David Dolginow and Colin Davis founded Shacksbury Cider in 2013, while simultaneously launching the “Lost Apple Project”. Their mission? To revive lost apple varieties, reintroduce vanished varietals and recreate and invent complex, delicious ciders the likes of which have been forgotten. Yep, these guys singlehandedly accepted the challenge to revive America’s early tradition of cider enjoyment, and we’re, ahem, crushing hard.
These days, apples are as American as, well… you know. But that wasn’t always the case. It’s said it was the Mayflower that originally carried the first apple seeds to the New World. The cultivation of orchards across America followed. And bitter, sour apples were transformed into bold, refreshing ciders, which quickly became the preferred beverage for many Americans. But Prohibition led to the loss of hard cider, much of the culture surrounding it and the apple varieties used in the process.
David and Colin travelled the world to meet great cider makers who maintained the practices that had been lost in America over time, and in 2014, after scavenging throughout Vermont and sampling numerous apples, they grafted the five best types to 250 trees. Thus began their “Lost Apple Orchard” in partnership with Sunrise Orchards in Shoreham, Vermont.
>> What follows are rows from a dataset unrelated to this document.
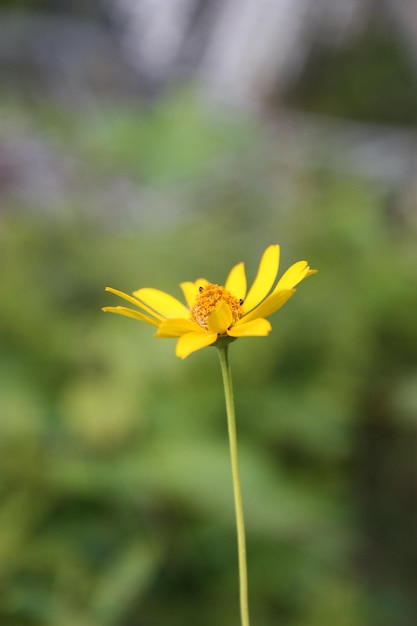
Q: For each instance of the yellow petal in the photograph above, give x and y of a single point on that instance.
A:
(177, 327)
(191, 291)
(221, 318)
(162, 303)
(256, 328)
(236, 281)
(122, 310)
(132, 300)
(268, 306)
(294, 275)
(265, 278)
(191, 342)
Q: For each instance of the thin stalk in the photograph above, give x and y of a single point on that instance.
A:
(240, 525)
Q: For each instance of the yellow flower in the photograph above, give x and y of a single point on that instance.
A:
(213, 311)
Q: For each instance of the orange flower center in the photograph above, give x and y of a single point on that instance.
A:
(207, 300)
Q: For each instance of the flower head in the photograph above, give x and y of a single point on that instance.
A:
(215, 312)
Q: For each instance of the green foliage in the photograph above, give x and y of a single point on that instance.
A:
(116, 500)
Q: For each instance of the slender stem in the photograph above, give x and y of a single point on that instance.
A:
(240, 525)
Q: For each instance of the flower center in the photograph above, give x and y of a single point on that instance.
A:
(208, 299)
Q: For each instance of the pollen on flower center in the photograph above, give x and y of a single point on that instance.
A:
(208, 299)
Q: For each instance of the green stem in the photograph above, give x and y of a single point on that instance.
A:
(240, 525)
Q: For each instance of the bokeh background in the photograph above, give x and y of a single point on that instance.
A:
(148, 142)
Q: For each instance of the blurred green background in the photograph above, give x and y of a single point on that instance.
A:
(116, 503)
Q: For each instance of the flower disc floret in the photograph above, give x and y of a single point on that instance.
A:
(207, 301)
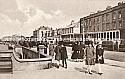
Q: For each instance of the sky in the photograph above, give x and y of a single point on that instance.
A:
(23, 16)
Shacksbury ciders are made primarily with these “lost” apples, which David and Colin supplement with fruit from a few orchards in Spain and England while they wait for some 2,500 new trees to mature. To maintain the integrity of the fruit, Shacksbury follows a practice of minimal intervention (their fermentation is accomplished with native, wild yeast).
The result? Blends that have structure, earthiness, and complexity, while also having that fruit character that make them refreshing and drinkable. A true testament to cider heritage.